Около девяти часов утра немцы заняли вокзал, и ворвались в город.
По всем улицам, тянувшимся к Днепру, двинулись их серо-зеленые цепи…
…Лешка растерял всех - и Пантюшку и Силина. В суматохе, выскочив из штаба вместе с караульной командой, он каким-то образом очутился на Говардовской улице возле старых кирпичных лабазов.
Здесь строили баррикаду. Фронтовики и рабочие ломали лабазные ворота, валили столбы, выкатывали из складов бочки. По мостовой тек пахучий огуречный рассол. Из ближних дворов вытащили несколько телег и, опрокинув набок, перегородили ими улицу. Откуда-то взялись матрацы, тюфяки, большой дубовый буфет, черный от времени… Все это сваливалось в одну кучу.
Когда баррикада была готова, со стороны вокзала пришла группа матросов, человек шесть. Двоих вели под руки: они были ранены. Матросы сообщили:
- Идут, сейчас здесь будут!…
Раненых увели в порт, а два моряка остались на баррикаде.
- У кого патроны есть? - спросили они.
У Лешки в патронташе, которым он вместе с винтовкой разжился в штабе, было несколько заряженных обойм. Их тотчас расхватали. Последнюю оставшуюся обойму Лешка загнал в патронник и залез на груду бочек, сложенных в самой середине укрепления.
Шумные, громкоголосые моряки сразу стали главными людьми на баррикаде, особенно один из них - высокий парняга с волосатыми руками и квадратным подбородком.
- Залегай! - распоряжался он. - Стрелять не спешить, пусть ближе подойдут…
Лешке он крикнул:
- Куда ты, дурья башка, залез! Сшибут тебя, мигом слезай!
Он сам расставил защитников, баррикады, в душу разматюкал какого-то бородатого фронтовика, устроившегося под телегой, потом велел разобрать доски на тротуаре на случай контратаки.
Ему с готовностью подчинялись.
Появились немцы. Они густой цепью шли вдоль улицы. Полы их серо-зеленых шинелей были подоткнуты под пояса. Стальные глубокие шлемы были надвинуты чуть не до плеч.

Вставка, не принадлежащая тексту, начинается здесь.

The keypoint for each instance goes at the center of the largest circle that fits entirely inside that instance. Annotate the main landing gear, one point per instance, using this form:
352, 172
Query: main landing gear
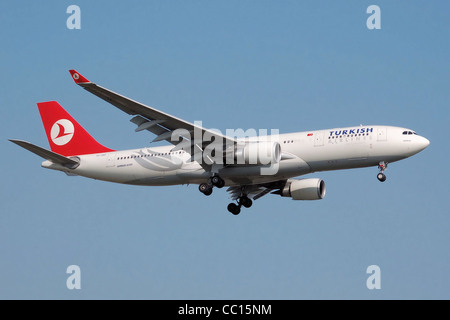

Белым блеском отсвечивали ножевые штыки.
За первой цепью показалась вторая, за ней еще одна…
Заметив баррикаду, немцы замешкались, остановились. Выскочил офицер и что-то скомандовал, тряся палашом. Солдаты двинулись снова. Откуда-то зачастил пулемет, и пули затарахтели по деревянной крепости.
Матрос крикнул:
- Угостим немца напоследок, братишечки! Слушай команду. Огонь!…
Бой был короткий. Отхлынув после первого залпа, немцы ее возобновили атаки. Непрерывно поливая баррикаду из пулеметов, они выкатили, на прямую наводку полевое орудие.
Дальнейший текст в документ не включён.